In [None]:
!pip install numpy scikit-learn
!pip install torch==2.0.1
!pip install torchtext==0.15.2

In [None]:
import nltk
nltk.download("punkt")
nltk.download('punkt_tab')
import spacy
from nltk.tokenize import word_tokenize
from nltk.probability import FreqDist
from nltk.util import ngrams
from transformers import BertTokenizer
from transformers import XLNetTokenizer

from torchtext.data.utils import get_tokenizer
from torchtext.vocab import build_vocab_from_iterator

There are three types of tokenizer:
- word based,
- character based,
- sub word based.

There are different rules for word-based tokenizers, such as splitting on spaces or splitting on punctuation. Each  assigns a specific ID to the split word. Here we will use nltk's  word_tokenize


### Word Based using NLTK and spacy

In [None]:
text = "This is a sample sentence for word tokenization."
tokens = word_tokenize(text)
print(tokens)

In [None]:
text = "I couldn't help the dog. Can't you do it? Don't be afraid if you are."
tokens = word_tokenize(text)
print(tokens)

In [None]:
# This uses 'spaCy' tokenizer

text = "I couldn't help the dog. Can't you do it? Don't be afraid if you are. dogs are loyal"
nlp = spacy.load("en_core_web_sm")
doc = nlp(text)

# Making a list of the tokens and priting the list
token_list = [token.text for token in doc]
print("Tokens:", token_list)

# Showing token details
for token in doc:
    print(token.text, token.pos_, token.dep_)
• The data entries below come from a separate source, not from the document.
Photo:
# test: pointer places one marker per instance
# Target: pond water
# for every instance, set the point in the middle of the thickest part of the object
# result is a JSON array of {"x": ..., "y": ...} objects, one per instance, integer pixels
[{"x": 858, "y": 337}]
- I PRON nsubj: "I" is a pronoun (PRON) and is the nominal subject (nsubj) of the sentence.
- help VERB ROOT: "help" is a verb (VERB) and is the root action (ROOT) of the sentence.
- afraid ADJ acomp: "afraid" is an adjective (ADJ) and is an adjectival complement (acomp) which gives more information about a state or quality related to the verb.


The problem with this algorithm is that words with similar meanings will be assigned different IDs, resulting in them being treated as entirely separate words with distinct meanings. For example, $Unicorns$ is the plural form of $Unicorn$, but a word-based tokenizer would tokenize them as two separate words, potentially causing the model to miss their semantic relationship.



In [None]:
text = "Unicorns are real. I saw a unicorn yesterday."
token = word_tokenize(text)
print(token)

Languages generally have a large number of words, the vocabularies based on them will always be extensive. However, the number of characters in a language is always fewer compared to the number of words. Next, we will explore character-based tokenizers.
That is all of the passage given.